Selbst die Beurteilung des sportlichen Geschehens nimmt der Zuschauer nicht gerne allein auf sich; die Reportagen und Kommentare der Massenmedien, die über das von ihm besuchte Spiel berichten, üben eine magische Anziehungskraft auf ihn aus. Der kapitalistische Produktionsapparat, als dessen Agenten bzw. Führerfiguren die Reporter und Kommentatoren auftreten, sucht die Versklavung lückenlos zu gestalten.
Wie sehr das geschwächte Ich der Zuschauer an diese Führung durch die Medien gekettet ist, läßt die Tatsache ahnen, daß manche Fans im Stadion die Übertragung jenes Spieles mit Hilfe des Transistorgerätes verfolgen, das eben vor ihren Augen abläuft. Da der moderne Fußballsport für die aktiv wie für die passiv an ihm Beteiligten die Arbeitswelt in vieler Hinsicht verdoppelt, wird der Unterschied zwischen seinen Konsumenten und Produzenten wenig mehr als ein quantitativer. Das Ergebnis einer amerikanischen Untersuchung belegt dieses auf kuriose Weise.

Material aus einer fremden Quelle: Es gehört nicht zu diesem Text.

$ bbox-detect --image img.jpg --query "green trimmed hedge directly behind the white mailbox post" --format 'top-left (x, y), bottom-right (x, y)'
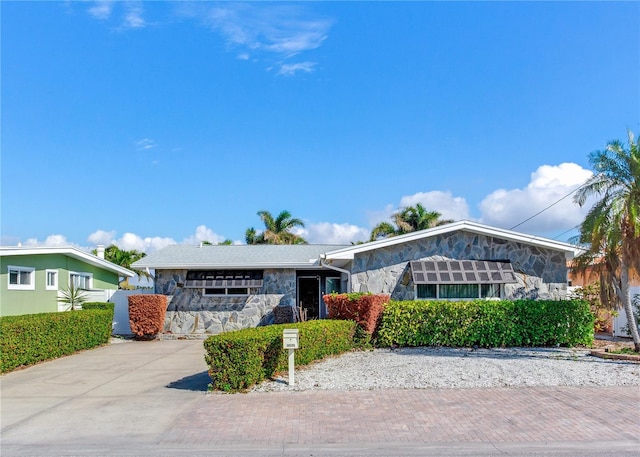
top-left (204, 320), bottom-right (356, 392)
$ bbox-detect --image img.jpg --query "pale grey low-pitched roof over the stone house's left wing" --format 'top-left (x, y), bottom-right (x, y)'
top-left (132, 244), bottom-right (346, 269)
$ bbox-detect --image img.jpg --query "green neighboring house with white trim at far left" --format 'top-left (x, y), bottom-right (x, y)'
top-left (0, 246), bottom-right (135, 316)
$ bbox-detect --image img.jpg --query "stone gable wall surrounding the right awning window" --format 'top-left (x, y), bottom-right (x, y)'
top-left (351, 231), bottom-right (567, 300)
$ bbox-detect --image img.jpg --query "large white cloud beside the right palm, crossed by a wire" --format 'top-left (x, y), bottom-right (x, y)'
top-left (480, 163), bottom-right (592, 234)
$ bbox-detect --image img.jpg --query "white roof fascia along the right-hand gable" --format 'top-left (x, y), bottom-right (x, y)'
top-left (326, 221), bottom-right (581, 260)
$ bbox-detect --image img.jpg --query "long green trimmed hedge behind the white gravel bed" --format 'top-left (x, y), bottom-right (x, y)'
top-left (377, 300), bottom-right (593, 347)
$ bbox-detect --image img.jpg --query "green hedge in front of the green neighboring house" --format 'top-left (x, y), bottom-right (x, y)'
top-left (0, 303), bottom-right (113, 373)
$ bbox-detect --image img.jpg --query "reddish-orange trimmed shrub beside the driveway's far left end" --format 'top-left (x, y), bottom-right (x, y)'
top-left (128, 294), bottom-right (167, 338)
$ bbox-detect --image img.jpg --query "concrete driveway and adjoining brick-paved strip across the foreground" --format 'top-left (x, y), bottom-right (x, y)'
top-left (0, 340), bottom-right (640, 457)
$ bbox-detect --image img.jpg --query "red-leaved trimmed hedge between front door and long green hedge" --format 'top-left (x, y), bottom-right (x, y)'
top-left (322, 293), bottom-right (389, 335)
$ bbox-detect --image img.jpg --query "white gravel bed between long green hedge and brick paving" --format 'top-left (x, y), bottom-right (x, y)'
top-left (252, 348), bottom-right (640, 392)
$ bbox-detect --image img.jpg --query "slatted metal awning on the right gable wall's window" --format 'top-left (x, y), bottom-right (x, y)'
top-left (410, 260), bottom-right (516, 284)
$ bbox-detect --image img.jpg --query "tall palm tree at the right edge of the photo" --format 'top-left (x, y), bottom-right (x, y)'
top-left (572, 131), bottom-right (640, 352)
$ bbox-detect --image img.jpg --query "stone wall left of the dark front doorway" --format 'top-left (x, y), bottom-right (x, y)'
top-left (155, 269), bottom-right (296, 334)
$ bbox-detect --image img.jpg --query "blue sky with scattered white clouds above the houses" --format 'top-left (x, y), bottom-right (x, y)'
top-left (0, 1), bottom-right (640, 252)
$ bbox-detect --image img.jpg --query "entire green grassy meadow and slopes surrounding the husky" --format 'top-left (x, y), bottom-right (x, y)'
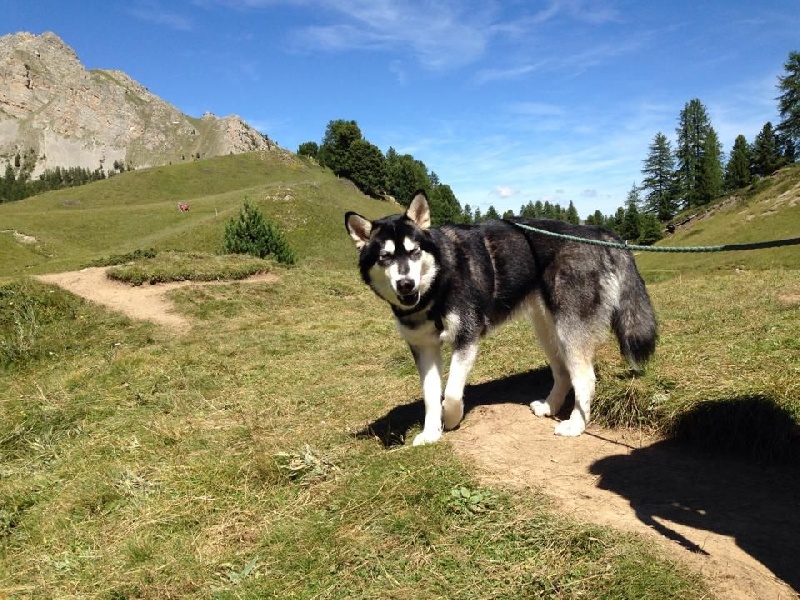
top-left (0, 153), bottom-right (800, 600)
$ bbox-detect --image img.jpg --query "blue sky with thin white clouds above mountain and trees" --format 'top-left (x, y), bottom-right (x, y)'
top-left (0, 0), bottom-right (800, 217)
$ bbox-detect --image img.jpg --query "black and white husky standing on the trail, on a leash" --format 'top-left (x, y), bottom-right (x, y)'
top-left (345, 193), bottom-right (656, 446)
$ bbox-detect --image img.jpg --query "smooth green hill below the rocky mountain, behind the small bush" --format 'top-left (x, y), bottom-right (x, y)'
top-left (0, 152), bottom-right (390, 277)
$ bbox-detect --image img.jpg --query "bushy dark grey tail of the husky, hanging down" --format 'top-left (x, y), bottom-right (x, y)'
top-left (611, 266), bottom-right (658, 373)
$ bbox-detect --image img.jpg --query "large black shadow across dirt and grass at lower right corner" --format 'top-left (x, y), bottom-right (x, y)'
top-left (590, 397), bottom-right (800, 591)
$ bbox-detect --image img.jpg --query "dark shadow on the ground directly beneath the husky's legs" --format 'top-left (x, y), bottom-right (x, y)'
top-left (355, 367), bottom-right (560, 448)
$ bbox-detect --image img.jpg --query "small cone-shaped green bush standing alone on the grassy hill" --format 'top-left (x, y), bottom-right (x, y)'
top-left (222, 198), bottom-right (297, 265)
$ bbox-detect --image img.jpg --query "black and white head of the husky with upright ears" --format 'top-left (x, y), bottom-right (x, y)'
top-left (344, 192), bottom-right (436, 310)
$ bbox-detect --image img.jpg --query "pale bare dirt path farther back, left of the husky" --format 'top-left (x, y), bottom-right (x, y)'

Veränderungen in der Blutzucker- und Adrenalinkonzentration des Blutes infolge starker körperlicher Anstrengung waren nicht nur bei den Aktiven, sondern in gleichem Maße auch bei den Zuschauern von Footballspielen anzutreffen. Bei letzteren stellte sich sogar der Normalpegel langsamer wieder her als bei den Aktiven.27 Quantitativ ist der Unterschied zwischen Zuschauern und Aktiven allerdings beträchtlich. Aktiv beteiligen sich an Wettkämpfen aller Sportarten in der Bundesrepublik etwa 3% der Bevölkerung; die Rundfunk- und Fernsehübertragung des Endspieles um die Fußballweltmeisterschaft 1966 verfolgten 85% der Bevölkerung.